Pörtschach am Wörthersee. A.A.Bispo 2014 ©


Pörtschach am Wörthersee. A.A.Bispo 2014 ©

Fotos - Pörtschach am Wörthersee.
A.A.Bispo 2014 ©Arquivo A.B.E.

 

Revista Brasil-Europa - Correspondência Euro-Brasileira 150/8 (2014:4)
Editor: Prof. Dr. A.A.Bispo, Universidade de Colonia
Direção administrativa: Dr. H. Hülskath

Organização de Estudos de Processos Culturais em Relações Internacionais (ND 1968)
Academia Brasil-Europa
Instituto de Estudos da Cultura Musical do Espaço de Língua Portuguesa (ISMPS 1985)

© 1989 by ISMPS e.V. © Internet-edição 1998 e anos seguintes © 2014 by ISMPS e.V. Todos os direitos reservados
ISSN 1866-203X - urn:nbn:de:0161-2008020501

Doc.
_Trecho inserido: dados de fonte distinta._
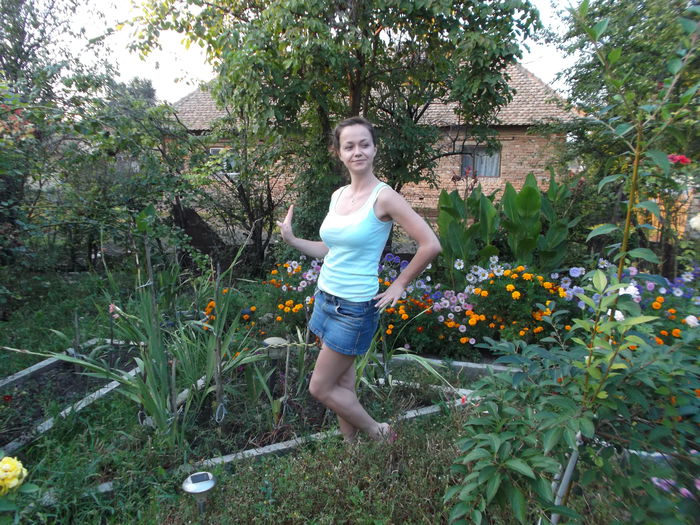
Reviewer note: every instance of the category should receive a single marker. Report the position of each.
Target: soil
(23, 406)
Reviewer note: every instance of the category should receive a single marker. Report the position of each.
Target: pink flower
(678, 159)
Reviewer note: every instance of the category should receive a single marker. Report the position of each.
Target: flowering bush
(501, 301)
(12, 481)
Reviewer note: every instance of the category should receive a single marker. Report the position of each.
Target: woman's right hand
(286, 226)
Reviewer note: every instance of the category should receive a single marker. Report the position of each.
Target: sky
(175, 71)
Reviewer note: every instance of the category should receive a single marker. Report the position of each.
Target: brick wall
(520, 154)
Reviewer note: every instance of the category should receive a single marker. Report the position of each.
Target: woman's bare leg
(347, 381)
(325, 386)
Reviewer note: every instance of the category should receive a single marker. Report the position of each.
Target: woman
(347, 306)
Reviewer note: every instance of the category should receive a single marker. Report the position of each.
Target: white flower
(630, 290)
(695, 222)
(692, 321)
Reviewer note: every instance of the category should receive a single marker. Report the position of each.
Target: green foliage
(602, 380)
(528, 220)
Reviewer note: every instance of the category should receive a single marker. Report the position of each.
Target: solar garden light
(276, 347)
(199, 485)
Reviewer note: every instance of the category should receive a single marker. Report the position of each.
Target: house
(521, 152)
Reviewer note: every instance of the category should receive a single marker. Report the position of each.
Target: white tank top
(355, 243)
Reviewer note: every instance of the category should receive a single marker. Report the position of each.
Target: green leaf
(660, 159)
(614, 55)
(599, 29)
(492, 487)
(551, 438)
(622, 129)
(601, 230)
(518, 465)
(587, 427)
(674, 65)
(458, 511)
(650, 206)
(689, 26)
(476, 454)
(607, 180)
(644, 253)
(517, 501)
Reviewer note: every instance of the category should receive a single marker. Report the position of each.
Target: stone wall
(521, 154)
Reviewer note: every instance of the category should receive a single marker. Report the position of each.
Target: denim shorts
(344, 326)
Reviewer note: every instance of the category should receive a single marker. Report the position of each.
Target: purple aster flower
(576, 271)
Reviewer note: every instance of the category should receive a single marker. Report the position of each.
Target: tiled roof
(198, 110)
(534, 101)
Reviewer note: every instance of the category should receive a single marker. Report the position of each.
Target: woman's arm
(316, 249)
(391, 204)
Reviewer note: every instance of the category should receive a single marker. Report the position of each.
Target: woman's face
(357, 150)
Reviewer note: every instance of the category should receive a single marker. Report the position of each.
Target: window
(477, 158)
(227, 162)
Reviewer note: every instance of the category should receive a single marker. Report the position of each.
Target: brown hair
(353, 121)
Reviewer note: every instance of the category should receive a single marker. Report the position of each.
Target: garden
(153, 328)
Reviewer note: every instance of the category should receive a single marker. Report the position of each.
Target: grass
(45, 302)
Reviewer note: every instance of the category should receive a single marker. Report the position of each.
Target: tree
(297, 66)
(637, 78)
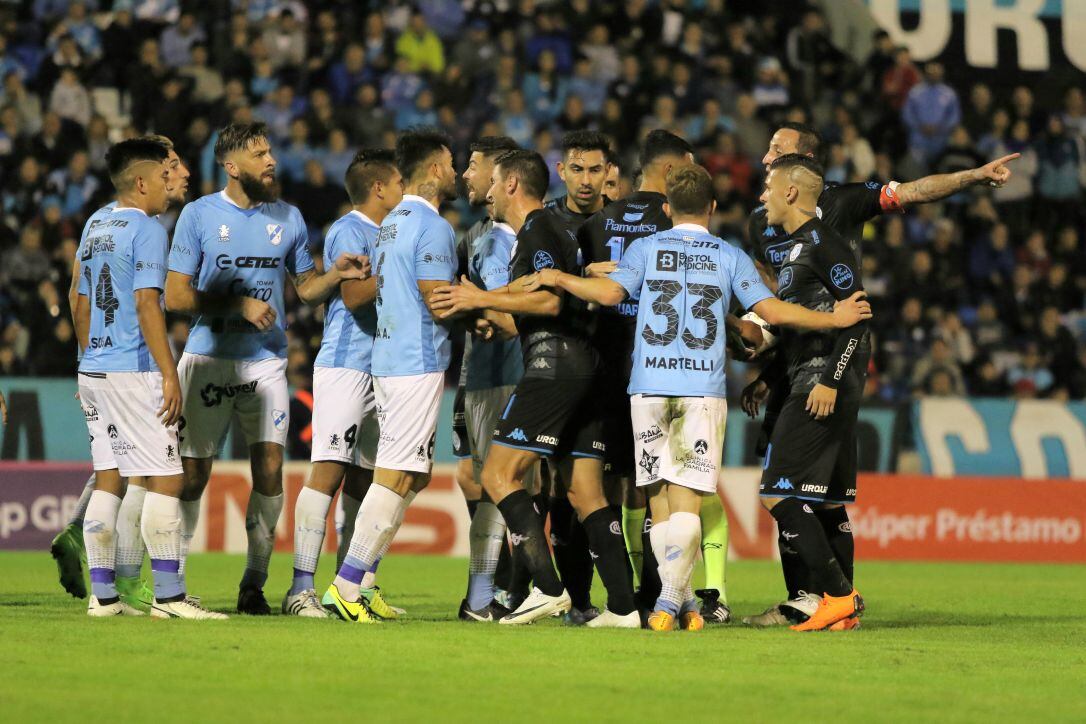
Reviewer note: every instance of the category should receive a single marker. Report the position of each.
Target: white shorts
(215, 389)
(679, 440)
(481, 410)
(344, 417)
(126, 433)
(407, 415)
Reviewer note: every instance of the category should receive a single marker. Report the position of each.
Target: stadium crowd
(981, 294)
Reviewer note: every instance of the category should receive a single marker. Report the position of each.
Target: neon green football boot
(353, 611)
(71, 556)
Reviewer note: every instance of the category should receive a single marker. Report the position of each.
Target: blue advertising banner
(1034, 439)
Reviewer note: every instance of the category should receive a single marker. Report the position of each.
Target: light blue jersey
(240, 252)
(414, 244)
(684, 279)
(497, 363)
(349, 338)
(122, 250)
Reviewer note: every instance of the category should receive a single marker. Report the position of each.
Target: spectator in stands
(938, 370)
(420, 47)
(930, 114)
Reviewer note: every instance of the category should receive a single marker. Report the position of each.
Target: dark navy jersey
(844, 207)
(553, 346)
(821, 268)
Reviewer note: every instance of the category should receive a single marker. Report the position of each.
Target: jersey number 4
(705, 296)
(104, 299)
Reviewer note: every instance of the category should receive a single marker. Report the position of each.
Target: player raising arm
(677, 385)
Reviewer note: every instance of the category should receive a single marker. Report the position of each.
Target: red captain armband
(888, 199)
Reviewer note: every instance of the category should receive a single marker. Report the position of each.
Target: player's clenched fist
(259, 314)
(353, 266)
(854, 309)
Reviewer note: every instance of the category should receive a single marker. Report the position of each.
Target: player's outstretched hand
(754, 395)
(483, 330)
(996, 172)
(456, 299)
(851, 310)
(171, 410)
(353, 266)
(259, 314)
(540, 279)
(600, 269)
(821, 401)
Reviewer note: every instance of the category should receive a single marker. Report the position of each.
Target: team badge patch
(842, 276)
(542, 261)
(275, 233)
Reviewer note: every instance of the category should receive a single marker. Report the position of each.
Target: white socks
(261, 517)
(129, 538)
(379, 516)
(311, 516)
(162, 532)
(681, 544)
(99, 536)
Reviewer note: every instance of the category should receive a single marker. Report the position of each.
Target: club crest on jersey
(842, 276)
(275, 233)
(542, 261)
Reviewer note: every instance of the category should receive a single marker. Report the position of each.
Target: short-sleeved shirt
(606, 237)
(553, 346)
(349, 337)
(240, 252)
(684, 279)
(845, 208)
(414, 244)
(122, 251)
(820, 269)
(496, 363)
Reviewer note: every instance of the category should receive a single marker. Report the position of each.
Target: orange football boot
(832, 609)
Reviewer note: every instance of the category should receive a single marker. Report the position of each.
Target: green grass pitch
(941, 642)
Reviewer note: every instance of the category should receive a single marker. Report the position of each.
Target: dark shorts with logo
(459, 427)
(812, 459)
(553, 417)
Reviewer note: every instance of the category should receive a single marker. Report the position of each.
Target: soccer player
(67, 547)
(845, 208)
(811, 457)
(228, 266)
(128, 383)
(491, 370)
(344, 413)
(604, 239)
(552, 411)
(584, 167)
(416, 253)
(677, 385)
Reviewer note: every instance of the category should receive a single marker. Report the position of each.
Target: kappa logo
(842, 276)
(651, 464)
(542, 261)
(275, 233)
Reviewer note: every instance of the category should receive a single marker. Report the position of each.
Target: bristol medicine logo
(542, 261)
(275, 233)
(842, 276)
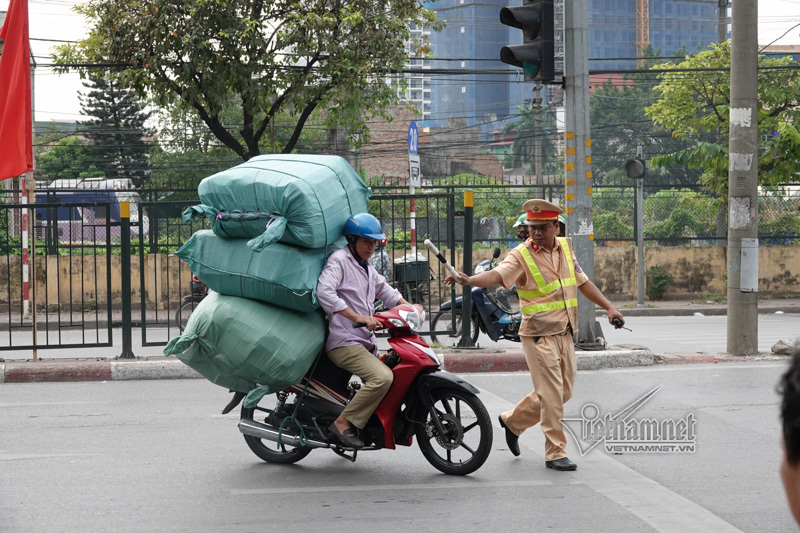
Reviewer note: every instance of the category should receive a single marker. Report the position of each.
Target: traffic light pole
(578, 175)
(537, 127)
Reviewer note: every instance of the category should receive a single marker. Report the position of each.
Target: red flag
(16, 127)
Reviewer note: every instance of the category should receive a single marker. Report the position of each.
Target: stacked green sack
(249, 346)
(279, 274)
(303, 200)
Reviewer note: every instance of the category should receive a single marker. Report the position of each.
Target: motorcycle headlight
(413, 318)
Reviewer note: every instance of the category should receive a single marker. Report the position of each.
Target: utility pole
(743, 182)
(722, 33)
(578, 173)
(537, 131)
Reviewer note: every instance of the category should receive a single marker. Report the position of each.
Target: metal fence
(70, 278)
(76, 266)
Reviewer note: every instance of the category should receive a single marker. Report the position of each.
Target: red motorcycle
(452, 426)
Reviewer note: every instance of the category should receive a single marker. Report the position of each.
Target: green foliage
(69, 158)
(696, 106)
(658, 280)
(286, 58)
(620, 126)
(523, 151)
(117, 135)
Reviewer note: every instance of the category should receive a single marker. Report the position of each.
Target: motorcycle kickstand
(437, 422)
(342, 453)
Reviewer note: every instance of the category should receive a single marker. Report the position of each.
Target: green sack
(245, 345)
(279, 274)
(295, 199)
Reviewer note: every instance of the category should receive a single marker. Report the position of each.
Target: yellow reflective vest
(550, 297)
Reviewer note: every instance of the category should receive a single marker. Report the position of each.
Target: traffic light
(536, 53)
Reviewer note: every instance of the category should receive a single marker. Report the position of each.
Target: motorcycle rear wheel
(267, 450)
(442, 320)
(468, 439)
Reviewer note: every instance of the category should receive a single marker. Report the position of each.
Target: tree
(69, 158)
(116, 132)
(695, 105)
(265, 58)
(523, 150)
(619, 125)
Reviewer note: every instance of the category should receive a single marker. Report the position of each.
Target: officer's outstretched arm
(594, 295)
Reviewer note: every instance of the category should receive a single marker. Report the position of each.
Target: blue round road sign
(413, 138)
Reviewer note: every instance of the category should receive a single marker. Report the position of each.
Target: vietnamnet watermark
(621, 433)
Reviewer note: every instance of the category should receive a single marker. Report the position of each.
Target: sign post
(413, 181)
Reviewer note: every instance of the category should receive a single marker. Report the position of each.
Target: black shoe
(512, 441)
(563, 464)
(348, 437)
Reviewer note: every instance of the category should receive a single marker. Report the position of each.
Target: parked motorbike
(452, 426)
(190, 301)
(492, 314)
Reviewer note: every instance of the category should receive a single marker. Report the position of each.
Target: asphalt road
(157, 456)
(662, 335)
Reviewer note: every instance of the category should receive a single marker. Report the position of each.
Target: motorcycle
(452, 426)
(190, 301)
(492, 314)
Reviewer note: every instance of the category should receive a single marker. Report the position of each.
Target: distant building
(473, 36)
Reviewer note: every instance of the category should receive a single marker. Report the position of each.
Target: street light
(635, 170)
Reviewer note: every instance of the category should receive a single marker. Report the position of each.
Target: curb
(170, 368)
(707, 311)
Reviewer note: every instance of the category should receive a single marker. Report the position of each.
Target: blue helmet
(364, 225)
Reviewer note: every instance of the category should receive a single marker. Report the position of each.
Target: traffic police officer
(548, 277)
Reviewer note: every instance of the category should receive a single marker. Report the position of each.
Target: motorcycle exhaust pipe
(263, 431)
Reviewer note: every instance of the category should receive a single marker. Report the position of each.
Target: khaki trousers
(551, 361)
(376, 378)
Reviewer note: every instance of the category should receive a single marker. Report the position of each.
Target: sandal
(348, 437)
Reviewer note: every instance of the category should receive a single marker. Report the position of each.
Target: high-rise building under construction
(468, 82)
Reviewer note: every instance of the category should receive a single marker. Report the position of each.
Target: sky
(56, 96)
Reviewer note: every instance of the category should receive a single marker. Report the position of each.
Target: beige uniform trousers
(376, 378)
(551, 361)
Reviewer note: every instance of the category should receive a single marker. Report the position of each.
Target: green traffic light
(530, 68)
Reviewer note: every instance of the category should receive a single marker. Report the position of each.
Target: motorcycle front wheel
(467, 439)
(443, 321)
(265, 449)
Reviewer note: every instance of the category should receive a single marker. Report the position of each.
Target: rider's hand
(371, 322)
(449, 280)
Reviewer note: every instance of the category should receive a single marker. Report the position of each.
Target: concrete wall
(697, 272)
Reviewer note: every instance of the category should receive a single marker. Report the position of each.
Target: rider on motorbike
(347, 290)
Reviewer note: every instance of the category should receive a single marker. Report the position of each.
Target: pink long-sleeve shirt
(346, 283)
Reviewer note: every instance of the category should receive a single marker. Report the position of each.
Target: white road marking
(414, 486)
(652, 502)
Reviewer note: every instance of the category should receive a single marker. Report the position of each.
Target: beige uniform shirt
(514, 270)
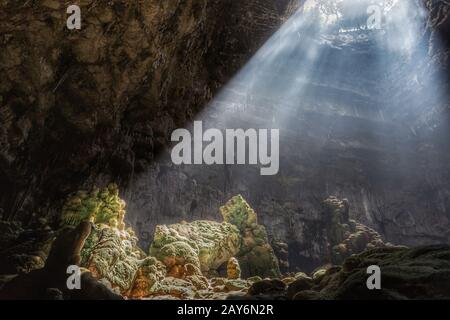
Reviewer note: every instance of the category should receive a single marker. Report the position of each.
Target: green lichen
(256, 257)
(206, 244)
(98, 206)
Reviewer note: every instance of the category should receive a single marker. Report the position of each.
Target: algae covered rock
(233, 269)
(256, 256)
(97, 206)
(149, 274)
(112, 254)
(204, 244)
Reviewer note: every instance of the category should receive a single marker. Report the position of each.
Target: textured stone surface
(205, 244)
(79, 106)
(256, 256)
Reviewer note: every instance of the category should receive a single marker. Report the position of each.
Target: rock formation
(419, 273)
(256, 256)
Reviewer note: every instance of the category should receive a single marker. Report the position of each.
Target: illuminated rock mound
(256, 257)
(97, 206)
(205, 244)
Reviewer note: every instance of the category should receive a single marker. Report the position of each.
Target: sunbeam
(328, 80)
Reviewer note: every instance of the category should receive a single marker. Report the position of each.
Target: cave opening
(348, 99)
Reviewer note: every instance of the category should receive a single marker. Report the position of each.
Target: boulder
(233, 269)
(256, 256)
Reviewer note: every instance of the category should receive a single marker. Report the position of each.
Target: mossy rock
(239, 213)
(205, 244)
(98, 206)
(112, 254)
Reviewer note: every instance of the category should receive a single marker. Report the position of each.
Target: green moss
(206, 244)
(98, 206)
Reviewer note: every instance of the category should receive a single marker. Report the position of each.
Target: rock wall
(99, 103)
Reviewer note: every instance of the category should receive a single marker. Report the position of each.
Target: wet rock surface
(114, 267)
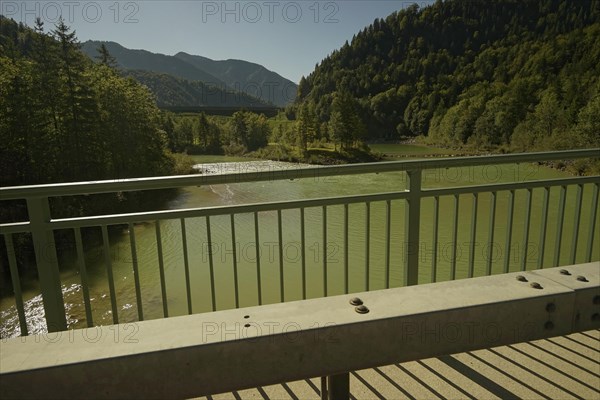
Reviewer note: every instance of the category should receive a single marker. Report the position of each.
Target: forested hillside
(64, 118)
(514, 75)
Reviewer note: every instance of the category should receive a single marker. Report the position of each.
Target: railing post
(413, 219)
(47, 263)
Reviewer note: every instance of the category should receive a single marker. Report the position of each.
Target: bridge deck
(563, 367)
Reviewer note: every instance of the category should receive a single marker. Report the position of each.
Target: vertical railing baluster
(85, 286)
(526, 233)
(44, 246)
(490, 254)
(111, 280)
(434, 241)
(473, 232)
(161, 270)
(325, 251)
(303, 251)
(346, 261)
(16, 282)
(136, 272)
(510, 215)
(256, 241)
(367, 243)
(235, 272)
(543, 228)
(186, 265)
(592, 223)
(211, 266)
(412, 227)
(576, 225)
(388, 223)
(559, 225)
(454, 237)
(281, 278)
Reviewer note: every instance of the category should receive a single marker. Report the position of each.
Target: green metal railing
(42, 226)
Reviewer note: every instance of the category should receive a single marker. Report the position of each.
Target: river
(301, 189)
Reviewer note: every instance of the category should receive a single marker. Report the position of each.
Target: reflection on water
(313, 187)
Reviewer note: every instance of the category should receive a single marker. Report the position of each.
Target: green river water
(303, 189)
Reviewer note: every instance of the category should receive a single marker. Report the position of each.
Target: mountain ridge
(232, 74)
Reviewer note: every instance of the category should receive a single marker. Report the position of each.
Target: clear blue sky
(288, 37)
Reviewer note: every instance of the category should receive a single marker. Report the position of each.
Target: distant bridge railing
(42, 225)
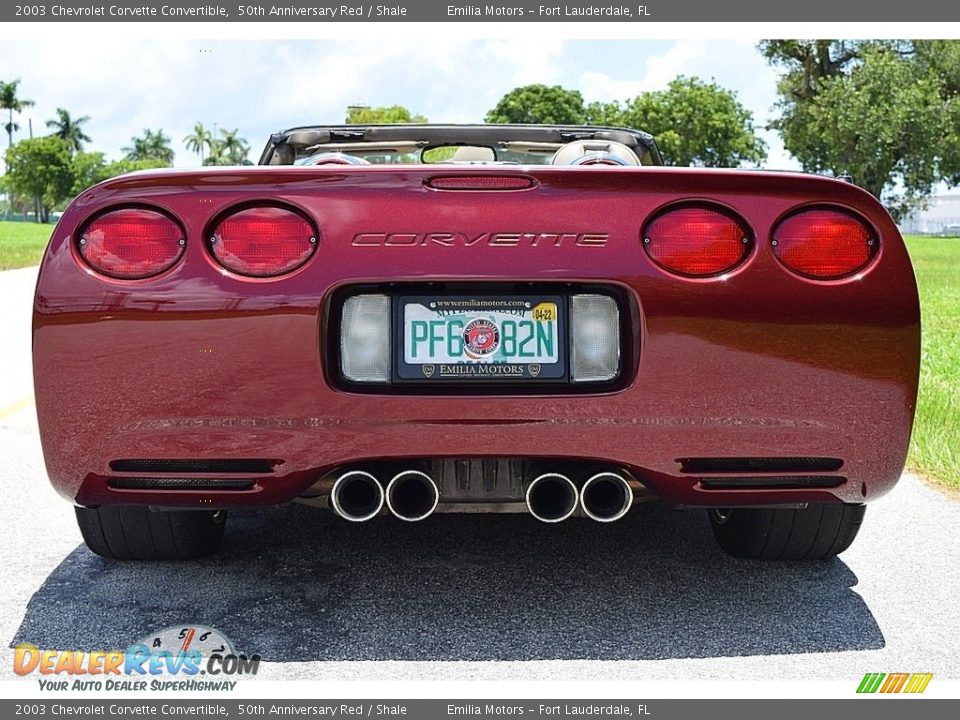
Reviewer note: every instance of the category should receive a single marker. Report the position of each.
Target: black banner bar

N° 3120




Rodeio (SC)

Imigrantes de Veneto e Trento no Brasil e a ultramontanização alemã
de „irredentos“ da antiga Áustria-Hungria
em estudos da região Alpes-Adria 
Lembrando o Pe. Athanasius Piccoli (1843-1905)


Diálogos no Wörthersee, Áustria, nos 100 anos da eclosão da Primeira Guerra Mundial


 

Rodeio vem sendo considerado nos estudos eurobrasileiros pelo fato de possibilitar não apenas análises de contextos de imigração italiana em regiões coloniais em Estados do sul do Brasil, em particular em Santa Catarina, como também de suas interações com processos político-culturais e religiosos da imigração e missionação alemã no Brasil.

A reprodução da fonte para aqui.